Two Poems

In Mid-Dig

I tear through landscapes,
split dirt with a shovel
like I’m severing heads
of stray garden snakes, full thrust
and all my body straight into the ground
and back out, growing the grave-
wide hole quick as an inmate in escape
of Hell. The thud of struck earth
echoes into the tick of a clock,
but dawn is still
delayed behind thick marine layer, heavy
mist over our heads, drenched street.

In mid-dig, I catch my dad looking
over my shoulder, judging
the dimensions of what I’m doing.
When his eyes aren’t on me, in this dim
haze I’m the one watching him—
his reflective face, forehead
glazed with sweat, skin decipherable
as pencil on tin, concrete
an embroidery of crust all over his shirt,
body constantly turning from work
to work project, shoulders rounding,
arched from this spin
with no stop, whorl of his vinyl mouth
never playing, only opened
into a half-grunt, silver fillings catching cloud-light,
voice as quiet as the melody of rain on glass,
a room-filling chill like a needle running endless
at the end of a record, wet sound of seconds
passing like waterflow.  

 

I Would Sometimes Steal Out Of My Mother’s Womb
When She Was Sleeping

But it was dark, and I did not go far.
Blinded by frail blue light,
chaos reigned
in this oxygen-starved space.

Blinded by blue light,
I was forced to enter her dreams
and drift in this asphyxiated space,
drowning in tea brews of silt and vegetation.

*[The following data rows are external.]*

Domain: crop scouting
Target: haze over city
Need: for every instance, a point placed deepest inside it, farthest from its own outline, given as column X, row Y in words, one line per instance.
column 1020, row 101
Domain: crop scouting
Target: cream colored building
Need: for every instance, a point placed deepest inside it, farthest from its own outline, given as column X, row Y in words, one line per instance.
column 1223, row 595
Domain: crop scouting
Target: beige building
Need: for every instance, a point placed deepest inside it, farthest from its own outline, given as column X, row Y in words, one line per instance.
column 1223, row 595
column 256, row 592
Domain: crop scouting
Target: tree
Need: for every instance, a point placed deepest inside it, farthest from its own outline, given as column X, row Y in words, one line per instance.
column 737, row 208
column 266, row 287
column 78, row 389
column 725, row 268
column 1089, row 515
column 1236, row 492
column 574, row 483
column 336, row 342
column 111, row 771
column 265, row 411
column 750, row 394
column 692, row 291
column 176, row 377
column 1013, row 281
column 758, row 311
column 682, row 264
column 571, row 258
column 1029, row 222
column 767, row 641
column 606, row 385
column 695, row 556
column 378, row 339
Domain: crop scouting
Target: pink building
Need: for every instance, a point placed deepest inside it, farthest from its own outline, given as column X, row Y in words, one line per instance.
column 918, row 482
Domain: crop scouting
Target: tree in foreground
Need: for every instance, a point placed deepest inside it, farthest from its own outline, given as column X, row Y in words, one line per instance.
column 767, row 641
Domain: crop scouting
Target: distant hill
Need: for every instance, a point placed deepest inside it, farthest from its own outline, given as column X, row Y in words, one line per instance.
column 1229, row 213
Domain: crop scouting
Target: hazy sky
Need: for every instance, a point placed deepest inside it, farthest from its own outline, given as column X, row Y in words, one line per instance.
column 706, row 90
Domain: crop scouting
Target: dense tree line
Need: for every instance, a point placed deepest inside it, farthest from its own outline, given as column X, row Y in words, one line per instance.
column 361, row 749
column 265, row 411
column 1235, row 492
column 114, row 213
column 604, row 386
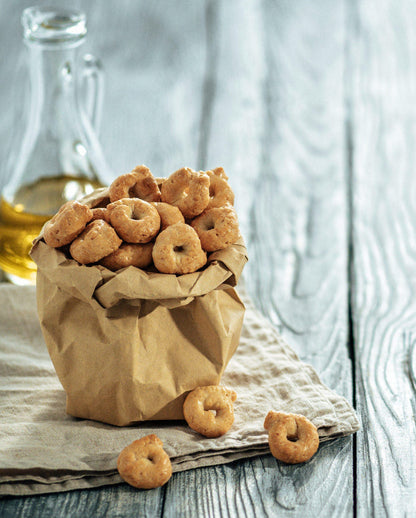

I was forced to enter her dreams
to dine with devilfish
in tea brews of silt and rotten vegetation,
devoured by the sea as one fatal morsel.

I dined with devilfish
who told stories of a crumbling world treasure
devoured by the sea as one fatal morsel,
though I had asked for communion among the cold stones.

I heard stories of a crumbling world treasure
when chaos reigned.
What I needed was communion among the cold stones.
But it was dark, and I could not go far.